Luxury brands are snapping up suppliers: What are the pros and ... - Vogue Business

Gruppo Florence is targeting new acquisitions during the first part of 2023, as it looks to grow its portfolio of manufacturers in all product categories. It already owns businesses in ready-to-wear and denim, for example, but is looking to add to its roster with leather goods and more footwear. Kiss says the aim is to have manufacturers in all key product areas, to help mitigate the risk at group level, if one category is performing better than another at any given time. 

Franck Delpal, a professor at the Institut Français de la Mode (IFM) in Paris and an expert in vertical integration, says before buying up a supplier, luxury brands should consider category areas that are already important sources of revenues, growing and profitable. By focusing on core categories that are intrinsic to the brand’s DNA, this will help mitigate risk if a new creative director comes on board, for example, and wants to take the brand in a different direction.

Cultural differences

Despite advantages, the cost of acquisitions can be an obstacle, especially in the current economic climate, as brands are being closely scrutinised by investors and interest rates are high (brands rarely disclose the financial terms of supplier acquisitions).

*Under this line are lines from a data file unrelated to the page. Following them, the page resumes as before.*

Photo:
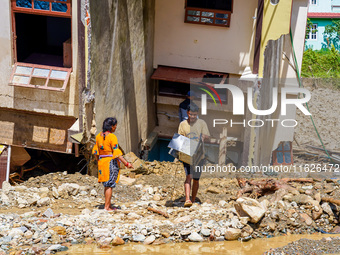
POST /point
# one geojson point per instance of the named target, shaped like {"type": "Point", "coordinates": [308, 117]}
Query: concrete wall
{"type": "Point", "coordinates": [121, 67]}
{"type": "Point", "coordinates": [29, 99]}
{"type": "Point", "coordinates": [203, 47]}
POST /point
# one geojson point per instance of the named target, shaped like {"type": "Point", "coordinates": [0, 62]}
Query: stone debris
{"type": "Point", "coordinates": [221, 216]}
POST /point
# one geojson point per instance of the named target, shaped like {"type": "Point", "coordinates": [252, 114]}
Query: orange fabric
{"type": "Point", "coordinates": [107, 145]}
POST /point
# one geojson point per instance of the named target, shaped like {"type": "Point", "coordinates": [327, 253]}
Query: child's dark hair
{"type": "Point", "coordinates": [109, 123]}
{"type": "Point", "coordinates": [192, 107]}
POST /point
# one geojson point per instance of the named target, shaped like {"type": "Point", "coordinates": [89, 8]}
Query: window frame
{"type": "Point", "coordinates": [32, 10]}
{"type": "Point", "coordinates": [313, 2]}
{"type": "Point", "coordinates": [214, 18]}
{"type": "Point", "coordinates": [314, 28]}
{"type": "Point", "coordinates": [15, 9]}
{"type": "Point", "coordinates": [68, 14]}
{"type": "Point", "coordinates": [48, 77]}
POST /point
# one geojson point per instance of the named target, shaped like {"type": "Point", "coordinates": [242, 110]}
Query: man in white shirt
{"type": "Point", "coordinates": [192, 128]}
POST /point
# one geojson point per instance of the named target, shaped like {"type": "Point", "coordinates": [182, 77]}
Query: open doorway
{"type": "Point", "coordinates": [40, 39]}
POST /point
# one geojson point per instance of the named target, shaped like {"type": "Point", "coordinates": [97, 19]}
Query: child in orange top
{"type": "Point", "coordinates": [108, 154]}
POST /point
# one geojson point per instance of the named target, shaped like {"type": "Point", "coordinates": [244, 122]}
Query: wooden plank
{"type": "Point", "coordinates": [28, 129]}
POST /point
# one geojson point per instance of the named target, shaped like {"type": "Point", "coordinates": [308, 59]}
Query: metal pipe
{"type": "Point", "coordinates": [9, 150]}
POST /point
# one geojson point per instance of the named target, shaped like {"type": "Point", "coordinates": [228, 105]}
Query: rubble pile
{"type": "Point", "coordinates": [45, 227]}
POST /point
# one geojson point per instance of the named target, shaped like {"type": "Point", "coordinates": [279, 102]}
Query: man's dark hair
{"type": "Point", "coordinates": [109, 123]}
{"type": "Point", "coordinates": [192, 107]}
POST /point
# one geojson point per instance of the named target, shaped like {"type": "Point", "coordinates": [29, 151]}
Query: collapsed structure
{"type": "Point", "coordinates": [67, 65]}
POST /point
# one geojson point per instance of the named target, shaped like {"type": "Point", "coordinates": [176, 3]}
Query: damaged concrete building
{"type": "Point", "coordinates": [67, 65]}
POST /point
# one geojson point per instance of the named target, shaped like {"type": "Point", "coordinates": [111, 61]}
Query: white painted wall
{"type": "Point", "coordinates": [204, 47]}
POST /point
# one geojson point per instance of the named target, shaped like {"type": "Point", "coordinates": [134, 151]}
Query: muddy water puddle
{"type": "Point", "coordinates": [253, 247]}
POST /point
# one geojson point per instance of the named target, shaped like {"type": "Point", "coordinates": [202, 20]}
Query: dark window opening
{"type": "Point", "coordinates": [42, 39]}
{"type": "Point", "coordinates": [225, 5]}
{"type": "Point", "coordinates": [178, 89]}
{"type": "Point", "coordinates": [209, 12]}
{"type": "Point", "coordinates": [175, 89]}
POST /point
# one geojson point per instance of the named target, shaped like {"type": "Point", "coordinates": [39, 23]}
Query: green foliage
{"type": "Point", "coordinates": [309, 28]}
{"type": "Point", "coordinates": [322, 64]}
{"type": "Point", "coordinates": [333, 31]}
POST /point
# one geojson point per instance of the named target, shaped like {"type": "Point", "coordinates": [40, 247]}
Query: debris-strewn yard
{"type": "Point", "coordinates": [50, 212]}
{"type": "Point", "coordinates": [59, 209]}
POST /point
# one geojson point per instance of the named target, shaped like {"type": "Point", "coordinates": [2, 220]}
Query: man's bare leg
{"type": "Point", "coordinates": [195, 186]}
{"type": "Point", "coordinates": [108, 195]}
{"type": "Point", "coordinates": [187, 187]}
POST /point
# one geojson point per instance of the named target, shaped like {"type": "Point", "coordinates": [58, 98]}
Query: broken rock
{"type": "Point", "coordinates": [246, 206]}
{"type": "Point", "coordinates": [232, 234]}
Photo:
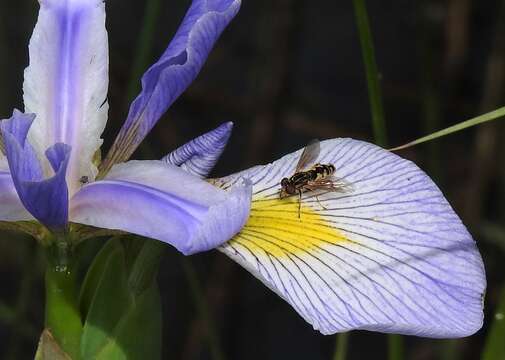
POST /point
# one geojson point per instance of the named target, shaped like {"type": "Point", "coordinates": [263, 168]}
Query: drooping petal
{"type": "Point", "coordinates": [161, 201]}
{"type": "Point", "coordinates": [173, 73]}
{"type": "Point", "coordinates": [66, 82]}
{"type": "Point", "coordinates": [386, 253]}
{"type": "Point", "coordinates": [199, 156]}
{"type": "Point", "coordinates": [11, 208]}
{"type": "Point", "coordinates": [45, 199]}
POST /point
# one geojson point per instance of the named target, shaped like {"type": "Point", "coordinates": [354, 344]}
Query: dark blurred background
{"type": "Point", "coordinates": [287, 71]}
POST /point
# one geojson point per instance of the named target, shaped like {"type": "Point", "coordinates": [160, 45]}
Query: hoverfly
{"type": "Point", "coordinates": [311, 176]}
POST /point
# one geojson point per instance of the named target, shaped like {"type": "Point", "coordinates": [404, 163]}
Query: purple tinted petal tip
{"type": "Point", "coordinates": [179, 65]}
{"type": "Point", "coordinates": [45, 199]}
{"type": "Point", "coordinates": [199, 156]}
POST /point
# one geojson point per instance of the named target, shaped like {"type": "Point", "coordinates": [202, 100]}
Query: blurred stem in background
{"type": "Point", "coordinates": [140, 64]}
{"type": "Point", "coordinates": [395, 342]}
{"type": "Point", "coordinates": [3, 62]}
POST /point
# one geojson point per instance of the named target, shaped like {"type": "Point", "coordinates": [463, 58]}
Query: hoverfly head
{"type": "Point", "coordinates": [288, 186]}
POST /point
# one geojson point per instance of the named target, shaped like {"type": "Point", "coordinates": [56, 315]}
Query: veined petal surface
{"type": "Point", "coordinates": [66, 82]}
{"type": "Point", "coordinates": [45, 199]}
{"type": "Point", "coordinates": [161, 201]}
{"type": "Point", "coordinates": [386, 254]}
{"type": "Point", "coordinates": [11, 208]}
{"type": "Point", "coordinates": [199, 156]}
{"type": "Point", "coordinates": [173, 73]}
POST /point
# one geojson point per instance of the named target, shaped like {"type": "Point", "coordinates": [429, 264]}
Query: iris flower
{"type": "Point", "coordinates": [390, 255]}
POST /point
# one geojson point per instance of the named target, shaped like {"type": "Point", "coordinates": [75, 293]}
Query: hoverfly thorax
{"type": "Point", "coordinates": [311, 176]}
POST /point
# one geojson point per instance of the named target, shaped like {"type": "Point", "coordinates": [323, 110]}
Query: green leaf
{"type": "Point", "coordinates": [495, 344]}
{"type": "Point", "coordinates": [496, 114]}
{"type": "Point", "coordinates": [48, 348]}
{"type": "Point", "coordinates": [110, 299]}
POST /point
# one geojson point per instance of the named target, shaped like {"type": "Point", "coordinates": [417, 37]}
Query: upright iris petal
{"type": "Point", "coordinates": [173, 73]}
{"type": "Point", "coordinates": [66, 82]}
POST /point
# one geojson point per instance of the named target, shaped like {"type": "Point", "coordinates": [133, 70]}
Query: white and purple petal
{"type": "Point", "coordinates": [173, 73]}
{"type": "Point", "coordinates": [11, 208]}
{"type": "Point", "coordinates": [387, 253]}
{"type": "Point", "coordinates": [161, 201]}
{"type": "Point", "coordinates": [45, 199]}
{"type": "Point", "coordinates": [66, 82]}
{"type": "Point", "coordinates": [199, 156]}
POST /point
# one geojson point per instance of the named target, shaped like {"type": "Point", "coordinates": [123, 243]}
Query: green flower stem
{"type": "Point", "coordinates": [372, 74]}
{"type": "Point", "coordinates": [63, 318]}
{"type": "Point", "coordinates": [341, 349]}
{"type": "Point", "coordinates": [492, 115]}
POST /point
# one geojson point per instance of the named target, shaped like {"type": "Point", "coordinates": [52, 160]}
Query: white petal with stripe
{"type": "Point", "coordinates": [388, 254]}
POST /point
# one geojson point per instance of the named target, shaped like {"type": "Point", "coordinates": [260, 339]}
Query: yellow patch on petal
{"type": "Point", "coordinates": [274, 227]}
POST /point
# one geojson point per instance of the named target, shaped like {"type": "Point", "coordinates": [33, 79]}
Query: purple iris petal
{"type": "Point", "coordinates": [46, 200]}
{"type": "Point", "coordinates": [174, 71]}
{"type": "Point", "coordinates": [161, 201]}
{"type": "Point", "coordinates": [67, 80]}
{"type": "Point", "coordinates": [11, 208]}
{"type": "Point", "coordinates": [199, 156]}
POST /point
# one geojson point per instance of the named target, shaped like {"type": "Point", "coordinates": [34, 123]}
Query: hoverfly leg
{"type": "Point", "coordinates": [299, 203]}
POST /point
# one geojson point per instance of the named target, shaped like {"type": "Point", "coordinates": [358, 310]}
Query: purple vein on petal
{"type": "Point", "coordinates": [199, 156]}
{"type": "Point", "coordinates": [67, 80]}
{"type": "Point", "coordinates": [173, 73]}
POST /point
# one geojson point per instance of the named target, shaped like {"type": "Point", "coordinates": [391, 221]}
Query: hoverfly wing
{"type": "Point", "coordinates": [331, 183]}
{"type": "Point", "coordinates": [309, 155]}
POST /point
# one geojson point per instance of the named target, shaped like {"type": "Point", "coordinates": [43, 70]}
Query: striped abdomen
{"type": "Point", "coordinates": [320, 171]}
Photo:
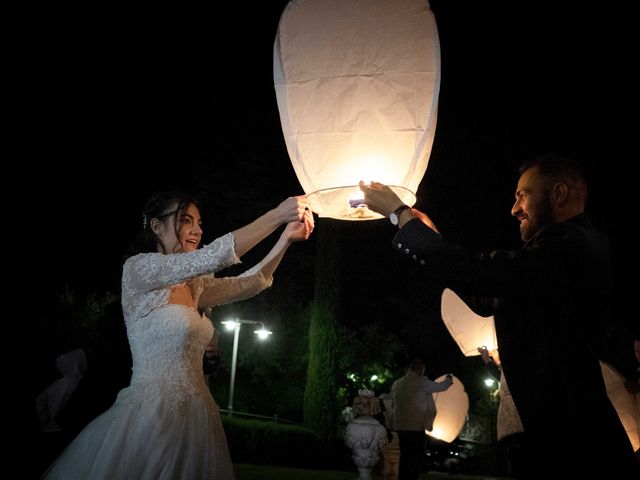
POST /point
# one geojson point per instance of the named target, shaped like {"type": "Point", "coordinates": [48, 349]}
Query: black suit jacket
{"type": "Point", "coordinates": [549, 300]}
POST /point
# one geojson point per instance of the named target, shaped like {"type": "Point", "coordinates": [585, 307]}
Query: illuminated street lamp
{"type": "Point", "coordinates": [235, 325]}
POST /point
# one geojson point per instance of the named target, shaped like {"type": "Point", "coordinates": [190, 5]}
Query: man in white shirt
{"type": "Point", "coordinates": [413, 412]}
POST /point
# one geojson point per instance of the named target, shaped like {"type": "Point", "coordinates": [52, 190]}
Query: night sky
{"type": "Point", "coordinates": [144, 105]}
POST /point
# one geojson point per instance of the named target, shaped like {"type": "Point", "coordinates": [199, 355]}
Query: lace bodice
{"type": "Point", "coordinates": [167, 341]}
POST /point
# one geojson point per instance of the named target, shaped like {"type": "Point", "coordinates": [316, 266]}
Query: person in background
{"type": "Point", "coordinates": [549, 299]}
{"type": "Point", "coordinates": [414, 411]}
{"type": "Point", "coordinates": [72, 366]}
{"type": "Point", "coordinates": [166, 425]}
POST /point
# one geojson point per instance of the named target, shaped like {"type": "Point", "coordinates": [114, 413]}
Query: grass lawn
{"type": "Point", "coordinates": [263, 472]}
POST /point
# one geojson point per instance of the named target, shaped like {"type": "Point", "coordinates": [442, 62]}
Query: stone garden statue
{"type": "Point", "coordinates": [365, 435]}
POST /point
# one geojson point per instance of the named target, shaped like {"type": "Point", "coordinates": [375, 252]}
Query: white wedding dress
{"type": "Point", "coordinates": [165, 425]}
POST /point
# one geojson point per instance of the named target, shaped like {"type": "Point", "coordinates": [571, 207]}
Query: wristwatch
{"type": "Point", "coordinates": [395, 215]}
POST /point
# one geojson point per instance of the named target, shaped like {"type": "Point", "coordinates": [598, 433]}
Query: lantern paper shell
{"type": "Point", "coordinates": [452, 406]}
{"type": "Point", "coordinates": [357, 84]}
{"type": "Point", "coordinates": [627, 404]}
{"type": "Point", "coordinates": [468, 329]}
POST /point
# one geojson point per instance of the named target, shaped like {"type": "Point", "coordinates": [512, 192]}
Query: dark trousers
{"type": "Point", "coordinates": [411, 454]}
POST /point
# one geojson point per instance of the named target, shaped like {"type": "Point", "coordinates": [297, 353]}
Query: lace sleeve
{"type": "Point", "coordinates": [218, 291]}
{"type": "Point", "coordinates": [149, 271]}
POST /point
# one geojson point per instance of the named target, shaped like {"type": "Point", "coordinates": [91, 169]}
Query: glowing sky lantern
{"type": "Point", "coordinates": [471, 331]}
{"type": "Point", "coordinates": [468, 329]}
{"type": "Point", "coordinates": [452, 406]}
{"type": "Point", "coordinates": [357, 84]}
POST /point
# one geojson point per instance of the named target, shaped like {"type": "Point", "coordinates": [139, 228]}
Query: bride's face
{"type": "Point", "coordinates": [189, 232]}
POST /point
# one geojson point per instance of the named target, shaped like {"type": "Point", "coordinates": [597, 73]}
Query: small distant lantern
{"type": "Point", "coordinates": [452, 406]}
{"type": "Point", "coordinates": [625, 403]}
{"type": "Point", "coordinates": [470, 330]}
{"type": "Point", "coordinates": [357, 85]}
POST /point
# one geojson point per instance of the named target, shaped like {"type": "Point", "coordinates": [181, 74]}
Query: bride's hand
{"type": "Point", "coordinates": [300, 230]}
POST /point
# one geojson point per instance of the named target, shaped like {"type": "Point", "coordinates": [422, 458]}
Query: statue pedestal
{"type": "Point", "coordinates": [366, 437]}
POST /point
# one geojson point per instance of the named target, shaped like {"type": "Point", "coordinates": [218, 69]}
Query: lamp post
{"type": "Point", "coordinates": [235, 325]}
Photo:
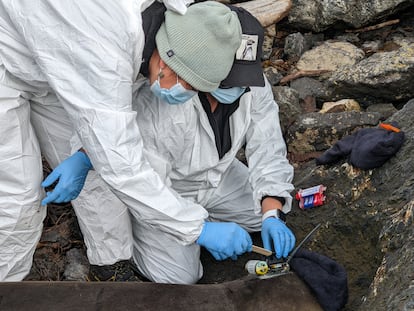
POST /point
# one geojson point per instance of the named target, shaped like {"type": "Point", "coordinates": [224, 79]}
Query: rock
{"type": "Point", "coordinates": [367, 223]}
{"type": "Point", "coordinates": [77, 265]}
{"type": "Point", "coordinates": [309, 87]}
{"type": "Point", "coordinates": [386, 110]}
{"type": "Point", "coordinates": [319, 15]}
{"type": "Point", "coordinates": [387, 76]}
{"type": "Point", "coordinates": [273, 75]}
{"type": "Point", "coordinates": [340, 106]}
{"type": "Point", "coordinates": [330, 56]}
{"type": "Point", "coordinates": [295, 45]}
{"type": "Point", "coordinates": [289, 106]}
{"type": "Point", "coordinates": [268, 12]}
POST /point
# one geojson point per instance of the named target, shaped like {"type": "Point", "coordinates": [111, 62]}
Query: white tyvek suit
{"type": "Point", "coordinates": [70, 66]}
{"type": "Point", "coordinates": [180, 144]}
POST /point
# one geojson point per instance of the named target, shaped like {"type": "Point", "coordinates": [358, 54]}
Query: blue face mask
{"type": "Point", "coordinates": [177, 94]}
{"type": "Point", "coordinates": [228, 96]}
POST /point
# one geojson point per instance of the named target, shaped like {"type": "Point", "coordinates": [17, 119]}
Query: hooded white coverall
{"type": "Point", "coordinates": [180, 144]}
{"type": "Point", "coordinates": [66, 74]}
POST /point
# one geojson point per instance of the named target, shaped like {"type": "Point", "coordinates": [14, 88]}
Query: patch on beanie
{"type": "Point", "coordinates": [248, 48]}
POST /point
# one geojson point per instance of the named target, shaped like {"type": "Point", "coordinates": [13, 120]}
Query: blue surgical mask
{"type": "Point", "coordinates": [228, 96]}
{"type": "Point", "coordinates": [177, 94]}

Challenges can also arise when integrating smaller, family-run suppliers into large, global brands. “There can be cultural issues with integration and ongoing governance, particularly if it’s a large, listed luxury business,” warns Conor Cahill, head of consumer products, North and South Europe, at global consultancy Deloitte. “Having a previous client supplier relationship and moving away from that to being a subsidiary of a larger company is quite a big, cultural change for some of these businesses. To impose this on a supplier, who might only be small, or a subsidiary of another business that doesn’t have the same kind of governance or reporting constraints, can lead to friction,” he adds.

If this area is not well managed, by properly communicating the shared vision so that people can buy into it effectively, the brand could end up losing the very people it wants to bring into the organisation, which in turn will devalue the whole acquisition. Gruppo Florence’s Kiss says, in turn, when a small entrepreneur makes the conscious choice to be acquired by a prestigious brand, the supplier must adapt to the rules and priorities of that brand.

With wider global economic uncertainty continuing in 2023, Kiss adds: “Selected vertical integration can offer both flexibility and reactivity which will be essential to future-proof supply chains in the year ahead.”